Pois carrego em mim o fogo celeste que ganhei de presente
quando visitei o coração da terra.







GOD:

Sometimes,
Love is
F.u.r.y.
In
           [Our
]
EXI...{s}....T.
                       e
                          n
                              c [s]
                                  e.e.










Maurício Simionato, nascido em Assis (SP), jan/1973, e morador de Campinas (SP), é poeta e jornalista. Lançou os livros de poesias Impermanência (2012, selecionado pelo Fundo de Incentivo à Cultura de Campinas) e Sobre Auroras e Crepúsculos (2017, Multifoco), este último lançado na Bienal de Literatura do Rio/2017. Já teve poemas publicados em espaços digitais como Ruído Manifesto, Revista Arara e A Bacana, de Portugal.
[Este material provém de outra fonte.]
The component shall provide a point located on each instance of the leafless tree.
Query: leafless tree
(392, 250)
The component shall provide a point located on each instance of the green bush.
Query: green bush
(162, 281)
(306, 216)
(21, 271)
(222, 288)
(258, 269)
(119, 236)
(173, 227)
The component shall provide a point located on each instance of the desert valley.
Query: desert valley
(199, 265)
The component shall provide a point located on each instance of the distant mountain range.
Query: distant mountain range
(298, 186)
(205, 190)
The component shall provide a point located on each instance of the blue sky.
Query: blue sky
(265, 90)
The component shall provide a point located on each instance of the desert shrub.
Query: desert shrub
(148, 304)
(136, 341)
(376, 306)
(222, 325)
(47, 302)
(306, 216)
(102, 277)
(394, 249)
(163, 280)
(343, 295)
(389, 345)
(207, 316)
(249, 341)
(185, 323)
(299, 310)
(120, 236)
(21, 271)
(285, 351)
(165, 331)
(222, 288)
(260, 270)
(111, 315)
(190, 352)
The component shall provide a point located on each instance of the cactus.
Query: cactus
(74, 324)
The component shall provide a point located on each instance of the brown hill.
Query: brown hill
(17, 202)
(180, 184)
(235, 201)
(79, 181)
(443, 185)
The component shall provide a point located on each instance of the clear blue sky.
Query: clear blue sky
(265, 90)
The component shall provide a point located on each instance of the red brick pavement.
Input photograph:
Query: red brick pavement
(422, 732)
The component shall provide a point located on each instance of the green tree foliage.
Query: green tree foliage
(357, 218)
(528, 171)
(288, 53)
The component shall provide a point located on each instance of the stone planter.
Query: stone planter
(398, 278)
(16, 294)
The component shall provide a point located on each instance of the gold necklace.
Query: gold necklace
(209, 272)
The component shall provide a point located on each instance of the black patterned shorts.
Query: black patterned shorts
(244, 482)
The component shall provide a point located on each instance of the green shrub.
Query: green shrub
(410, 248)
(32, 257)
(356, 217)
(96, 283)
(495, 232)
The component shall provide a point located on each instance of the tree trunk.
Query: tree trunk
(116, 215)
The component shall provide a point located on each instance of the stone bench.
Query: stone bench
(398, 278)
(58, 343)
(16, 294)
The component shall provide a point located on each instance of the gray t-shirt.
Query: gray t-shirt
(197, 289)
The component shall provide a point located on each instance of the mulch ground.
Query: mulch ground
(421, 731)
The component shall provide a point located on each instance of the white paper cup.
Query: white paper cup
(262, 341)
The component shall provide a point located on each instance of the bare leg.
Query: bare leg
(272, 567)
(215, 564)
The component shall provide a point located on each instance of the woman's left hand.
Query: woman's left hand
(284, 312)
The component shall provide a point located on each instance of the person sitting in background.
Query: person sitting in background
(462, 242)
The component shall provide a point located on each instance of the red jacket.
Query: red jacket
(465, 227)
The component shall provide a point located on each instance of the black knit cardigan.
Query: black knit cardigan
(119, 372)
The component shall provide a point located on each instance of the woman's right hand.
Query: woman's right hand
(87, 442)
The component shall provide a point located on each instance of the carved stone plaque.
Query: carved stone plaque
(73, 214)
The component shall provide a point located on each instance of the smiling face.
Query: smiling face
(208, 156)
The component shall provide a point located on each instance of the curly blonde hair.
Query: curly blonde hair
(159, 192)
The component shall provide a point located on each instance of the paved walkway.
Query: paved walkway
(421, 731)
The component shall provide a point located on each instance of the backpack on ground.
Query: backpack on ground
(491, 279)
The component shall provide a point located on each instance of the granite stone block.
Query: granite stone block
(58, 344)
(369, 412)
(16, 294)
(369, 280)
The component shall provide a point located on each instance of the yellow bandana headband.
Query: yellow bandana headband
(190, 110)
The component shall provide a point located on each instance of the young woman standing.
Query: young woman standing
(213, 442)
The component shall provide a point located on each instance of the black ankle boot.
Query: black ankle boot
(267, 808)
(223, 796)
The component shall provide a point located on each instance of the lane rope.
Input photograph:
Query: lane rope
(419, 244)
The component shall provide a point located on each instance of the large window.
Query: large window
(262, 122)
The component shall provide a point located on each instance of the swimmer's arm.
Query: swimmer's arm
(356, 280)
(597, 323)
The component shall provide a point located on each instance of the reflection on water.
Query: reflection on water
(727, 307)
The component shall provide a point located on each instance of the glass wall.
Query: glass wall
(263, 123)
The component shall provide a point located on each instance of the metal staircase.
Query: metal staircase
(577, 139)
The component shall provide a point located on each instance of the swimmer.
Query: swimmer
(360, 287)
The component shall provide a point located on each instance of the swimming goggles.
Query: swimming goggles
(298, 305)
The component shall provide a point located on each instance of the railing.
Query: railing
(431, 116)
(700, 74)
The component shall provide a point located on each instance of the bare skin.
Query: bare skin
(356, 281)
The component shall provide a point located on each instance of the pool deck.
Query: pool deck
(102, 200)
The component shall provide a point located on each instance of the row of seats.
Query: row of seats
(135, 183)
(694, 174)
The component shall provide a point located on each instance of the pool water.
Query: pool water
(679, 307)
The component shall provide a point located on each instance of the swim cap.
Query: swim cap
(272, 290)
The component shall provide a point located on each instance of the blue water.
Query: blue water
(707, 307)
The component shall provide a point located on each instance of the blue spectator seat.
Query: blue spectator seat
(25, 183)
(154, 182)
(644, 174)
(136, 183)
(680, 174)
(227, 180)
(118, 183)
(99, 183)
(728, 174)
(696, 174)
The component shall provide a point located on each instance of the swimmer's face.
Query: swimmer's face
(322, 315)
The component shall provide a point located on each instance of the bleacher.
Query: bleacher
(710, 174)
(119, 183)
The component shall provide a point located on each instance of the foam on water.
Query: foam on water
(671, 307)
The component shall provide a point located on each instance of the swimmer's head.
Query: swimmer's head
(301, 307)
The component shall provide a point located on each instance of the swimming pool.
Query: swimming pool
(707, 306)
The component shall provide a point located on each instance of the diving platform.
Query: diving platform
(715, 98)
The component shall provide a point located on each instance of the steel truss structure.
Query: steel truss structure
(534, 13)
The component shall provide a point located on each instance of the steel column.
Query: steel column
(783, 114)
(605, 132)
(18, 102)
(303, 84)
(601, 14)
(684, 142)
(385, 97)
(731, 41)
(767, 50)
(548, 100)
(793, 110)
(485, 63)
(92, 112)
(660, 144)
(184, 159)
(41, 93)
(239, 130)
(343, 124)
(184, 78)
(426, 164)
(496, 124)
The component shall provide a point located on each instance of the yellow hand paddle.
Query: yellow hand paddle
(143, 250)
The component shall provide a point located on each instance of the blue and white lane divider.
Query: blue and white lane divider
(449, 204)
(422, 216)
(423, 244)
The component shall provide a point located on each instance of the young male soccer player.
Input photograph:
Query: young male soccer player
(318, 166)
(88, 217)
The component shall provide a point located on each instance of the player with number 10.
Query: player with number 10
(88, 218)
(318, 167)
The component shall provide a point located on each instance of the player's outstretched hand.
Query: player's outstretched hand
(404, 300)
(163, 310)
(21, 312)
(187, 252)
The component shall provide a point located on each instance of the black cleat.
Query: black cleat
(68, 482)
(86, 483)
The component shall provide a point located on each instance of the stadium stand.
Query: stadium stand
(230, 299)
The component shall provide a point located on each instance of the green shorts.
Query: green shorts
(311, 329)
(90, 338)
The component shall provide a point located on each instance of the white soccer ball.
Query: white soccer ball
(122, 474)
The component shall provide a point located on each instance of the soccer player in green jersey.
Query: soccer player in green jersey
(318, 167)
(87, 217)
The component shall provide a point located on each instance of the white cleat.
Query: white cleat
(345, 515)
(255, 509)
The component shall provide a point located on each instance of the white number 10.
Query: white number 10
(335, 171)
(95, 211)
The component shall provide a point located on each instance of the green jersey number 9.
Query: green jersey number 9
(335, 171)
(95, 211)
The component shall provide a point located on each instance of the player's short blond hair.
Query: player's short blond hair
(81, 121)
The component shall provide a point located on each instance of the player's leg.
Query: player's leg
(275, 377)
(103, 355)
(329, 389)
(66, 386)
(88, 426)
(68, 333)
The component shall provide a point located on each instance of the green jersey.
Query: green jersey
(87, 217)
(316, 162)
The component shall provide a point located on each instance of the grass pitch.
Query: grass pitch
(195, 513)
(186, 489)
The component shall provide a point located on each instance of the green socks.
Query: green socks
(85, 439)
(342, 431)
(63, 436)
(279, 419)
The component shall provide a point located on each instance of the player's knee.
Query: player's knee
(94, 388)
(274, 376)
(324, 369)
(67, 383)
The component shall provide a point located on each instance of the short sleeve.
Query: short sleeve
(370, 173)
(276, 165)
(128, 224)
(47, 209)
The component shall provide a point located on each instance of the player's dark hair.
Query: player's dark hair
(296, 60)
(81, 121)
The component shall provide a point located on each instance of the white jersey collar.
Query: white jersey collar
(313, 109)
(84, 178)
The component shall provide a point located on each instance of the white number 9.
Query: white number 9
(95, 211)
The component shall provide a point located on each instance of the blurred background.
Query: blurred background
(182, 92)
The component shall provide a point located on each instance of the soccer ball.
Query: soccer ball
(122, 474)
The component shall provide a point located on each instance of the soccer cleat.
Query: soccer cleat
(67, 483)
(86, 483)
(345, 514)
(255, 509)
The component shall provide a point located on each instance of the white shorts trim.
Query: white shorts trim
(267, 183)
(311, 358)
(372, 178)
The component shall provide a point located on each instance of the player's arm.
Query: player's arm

Teve poemas selecionados para um e-book especial da Revista Gueto. Seu terceiro livro, ainda inédito, foi finalista do Prêmio Guarulhos de Literatura em 2019. Já publicou em antologias como Poesia Agora (Ed. Trevo) e Hilstianas V.1 (Patuá). Como repórter, já foi correspondente na Amazônia por três anos e tem passagens por diversos sites e jornais como Folha de S. Paulo e UOL. Atualmente cursa Extensão sobre Semântica e Linguística Textual.